Molecular Mechanism of ABC Exporters
ATP-binding cassette (ABC) proteins belong to one of the largest superfamilies,
which expands from prokaryotes to man. Most ABC proteins are integral membrane ATPases that transport a wide variety of substrates across
membranes. High-resolution structural information on full-length ABC proteins is very limited, and predominantly of bacterial importers
that are very different from exporters. In addition, crystal structures of membrane
proteins in detergent are static representations of proteins outside their native
bilayer environment, and biochemical and biophysical studies are required to validate
the structures and to elucidate the mechanisms of their function.
General domain structure of ABC proteins. A. The basic core structure is shown in yellow. TMD: transmembrane domain; NBD: nucleotide-binding
domain. B. Different polypeptide arrangements forming the basic core domain of ABC
proteins are illustrated. Separate polypeptides are depicted in different colors.

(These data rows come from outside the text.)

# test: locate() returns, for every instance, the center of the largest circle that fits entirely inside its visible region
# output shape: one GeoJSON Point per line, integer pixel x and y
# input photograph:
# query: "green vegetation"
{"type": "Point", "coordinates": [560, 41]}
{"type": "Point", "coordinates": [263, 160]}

The various functions of ABC proteins (e.g., ion channels, lipid transporters, drug transporters) depend on the divergent transmembrane
domains, whereas nucleotide binding and hydrolysis, common to all ABC proteins, require
the conserved NBDs. ABC transporters have a central translocation pathway accessible
to only one side of the membrane at a time (alternate accessibility model), where
the accessibility is controlled by the NBDs, the motor domains of ABC proteins. In
the ATP-bound state, two ATP molecules are sandwiched between the NBDs, and it has been proposed that nucleotide-binding with the resulting NBD dimerization
constitute the power stroke associated with active transport. ATP hydrolysis is required
to dissociate the dimer by electrostatic repulsion between the products of ATP hydrolysis
(ADP and Pi). The crystal structure of the lipid transporter MsbA supports this view, but that of the S. aureus ABC exporter Sav1866 challenges it. The latter supports the notion that structural constraints limit the
magnitude of the conformational changes (i.e., the power stroke triggered by ATP binding consists of only moderate rearrangements
that originate at the interface between the NBDs and propagate to the TMDs).
Our general goal is to elucidate at the molecular level the conformational
changes in ABC proteins during the transport cycle. In particular, we are working
on defining the domain movements in P-glycoprotein and Sav1866 during the transport cycle. These studies will allow us to discriminate
between the different proposed molecular models (e.g., large vs. small NBD movements).